Australian-born actress. Born in Melbourne, Australia, on January 20, 1894; died in 1946; educated in a New Jersey convent; married Francis McDonald (an actor).

Selected filmography:

The Agitator (1912); A One Night Stand (1915); A Favorite Fool (1915); A Bath House Blunder (1916); The Fair Barbarian (1917); Her Husband's Friend (1920); A Parisian Scandal (1921); The Love Charm (1921); Foolish Wives (1922); Only a Shop Girl (1922); Souls for Sale (1923); Name the Man (1924); The Shooting of Dan McGrew (1924); The Unholy Three (1925); Camille of the Barbary Coast (1925); The Miracle of Life (1926); San Francisco Fights (1928); While the City Sleeps (1928); (played Oliver Hardy's wife in first Laurel & Hardy talking short) A Man's Man (1929); Young Desire (1930); (Laurel & Hardy short) Chickens Come Home (1931); Wicked (1931); (Laurel & Hardy short) Their First Mistake (1932); Scarlet Dawn (1932); Blondie Johnson (1933); Dance Girl Dance (1933); (played Oliver Hardy's wife) Sons of the Desert (1933); (L&H short) Oliver the Eighth (1934); (L&H short) Going Bye-Bye (1934); (L&H short) Them Thar Hills (1934); (L&H short) The Live Ghost (1934); (L&H short) Tit for Tat (1935); Stranded (1935); (L&H feature) The Bohemian Girl (1936); Daughter of Shanghai (1937); Prison Farm (1938); Nancy Drew—Detective (1938); Women without Names (1940); The Mad Monster (1942); (bit part) The Blue Dahlia (1946).

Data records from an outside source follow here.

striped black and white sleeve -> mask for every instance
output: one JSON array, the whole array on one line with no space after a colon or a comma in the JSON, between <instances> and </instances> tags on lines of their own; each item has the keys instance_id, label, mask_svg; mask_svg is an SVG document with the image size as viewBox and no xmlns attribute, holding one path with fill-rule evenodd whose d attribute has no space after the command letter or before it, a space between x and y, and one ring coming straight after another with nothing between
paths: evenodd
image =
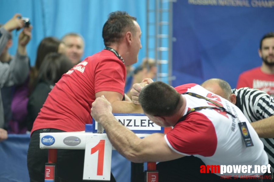
<instances>
[{"instance_id":1,"label":"striped black and white sleeve","mask_svg":"<svg viewBox=\"0 0 274 182\"><path fill-rule=\"evenodd\" d=\"M233 89L236 95L236 105L250 122L274 115L274 100L264 92L249 87Z\"/></svg>"}]
</instances>

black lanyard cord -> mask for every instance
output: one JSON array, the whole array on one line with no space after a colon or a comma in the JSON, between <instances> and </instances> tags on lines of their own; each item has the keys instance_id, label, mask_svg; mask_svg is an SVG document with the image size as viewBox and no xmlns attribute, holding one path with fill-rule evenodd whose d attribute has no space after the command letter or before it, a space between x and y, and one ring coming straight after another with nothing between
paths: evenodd
<instances>
[{"instance_id":1,"label":"black lanyard cord","mask_svg":"<svg viewBox=\"0 0 274 182\"><path fill-rule=\"evenodd\" d=\"M121 56L118 54L118 53L117 52L116 50L114 49L113 49L111 47L107 47L107 46L106 46L105 47L105 48L104 48L104 49L105 49L106 50L108 50L110 51L111 51L112 52L114 53L115 55L118 57L119 59L122 62L123 62L123 63L124 63L124 64L125 64L125 61L124 61L124 59L123 59L123 58L122 57L122 56Z\"/></svg>"}]
</instances>

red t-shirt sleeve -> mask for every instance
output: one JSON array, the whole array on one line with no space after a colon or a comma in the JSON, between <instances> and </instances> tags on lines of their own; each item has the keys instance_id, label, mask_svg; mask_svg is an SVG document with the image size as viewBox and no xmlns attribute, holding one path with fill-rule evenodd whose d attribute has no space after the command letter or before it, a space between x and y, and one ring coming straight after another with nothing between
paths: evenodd
<instances>
[{"instance_id":1,"label":"red t-shirt sleeve","mask_svg":"<svg viewBox=\"0 0 274 182\"><path fill-rule=\"evenodd\" d=\"M117 92L124 95L125 67L120 60L106 59L96 65L94 74L95 92Z\"/></svg>"},{"instance_id":2,"label":"red t-shirt sleeve","mask_svg":"<svg viewBox=\"0 0 274 182\"><path fill-rule=\"evenodd\" d=\"M209 157L217 148L214 125L205 116L197 112L190 113L176 124L167 134L166 138L172 149L183 154Z\"/></svg>"}]
</instances>

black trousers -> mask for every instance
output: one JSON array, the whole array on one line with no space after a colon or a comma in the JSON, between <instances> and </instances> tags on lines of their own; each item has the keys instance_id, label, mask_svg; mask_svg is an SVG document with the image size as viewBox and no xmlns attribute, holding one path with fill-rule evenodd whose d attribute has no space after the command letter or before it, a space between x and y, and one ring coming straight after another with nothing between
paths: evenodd
<instances>
[{"instance_id":1,"label":"black trousers","mask_svg":"<svg viewBox=\"0 0 274 182\"><path fill-rule=\"evenodd\" d=\"M240 179L240 176L236 179L234 179L233 176L231 179L221 179L220 176L213 173L201 173L200 167L205 165L201 159L193 156L159 163L156 166L156 169L159 172L159 182L223 182L227 180L242 182L265 181L261 180ZM266 174L265 175L269 176Z\"/></svg>"},{"instance_id":2,"label":"black trousers","mask_svg":"<svg viewBox=\"0 0 274 182\"><path fill-rule=\"evenodd\" d=\"M64 132L55 129L42 129L34 131L31 135L27 156L28 169L30 182L44 181L45 164L48 161L48 150L40 149L39 134L41 133L49 132ZM58 149L56 170L59 177L56 179L56 181L86 181L82 179L84 157L85 150ZM112 174L110 181L116 181Z\"/></svg>"}]
</instances>

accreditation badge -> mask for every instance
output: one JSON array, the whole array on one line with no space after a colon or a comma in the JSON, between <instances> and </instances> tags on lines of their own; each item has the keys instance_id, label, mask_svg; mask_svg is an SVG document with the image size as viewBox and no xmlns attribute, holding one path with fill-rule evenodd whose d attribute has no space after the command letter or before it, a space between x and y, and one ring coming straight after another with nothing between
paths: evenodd
<instances>
[{"instance_id":1,"label":"accreditation badge","mask_svg":"<svg viewBox=\"0 0 274 182\"><path fill-rule=\"evenodd\" d=\"M239 124L239 129L241 131L242 138L244 140L245 147L248 147L254 146L250 136L248 129L246 125L246 123L245 122L243 122L242 123L239 123L238 124Z\"/></svg>"}]
</instances>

Mae Busch was born in Melbourne, Australia, on January 20, 1894. Her father was conductor of the Australian Symphony Orchestra; her mother was a grand-opera singer. Mae spent much of her childhood in Tahiti, where the Buschs owned property, until the family immigrated to the United States. Making her stage debut at age 17, Busch became a popular headliner in vaudeville. Her film debut was in a Mack Sennett Keystone comedy in 1912, and her first major movie success was her star turn in Erich von Stroheim's Foolish Wives in 1922. Throughout the 1930s, she appeared in Laurel and Hardy two-reel comedies, sometimes playing Hardy's wife, other times as a foil for their routines. She became a foil once again when Jackie Gleason began to use her name in a running gag on his popular television program with the phrase "and the ever-popular Mae Busch."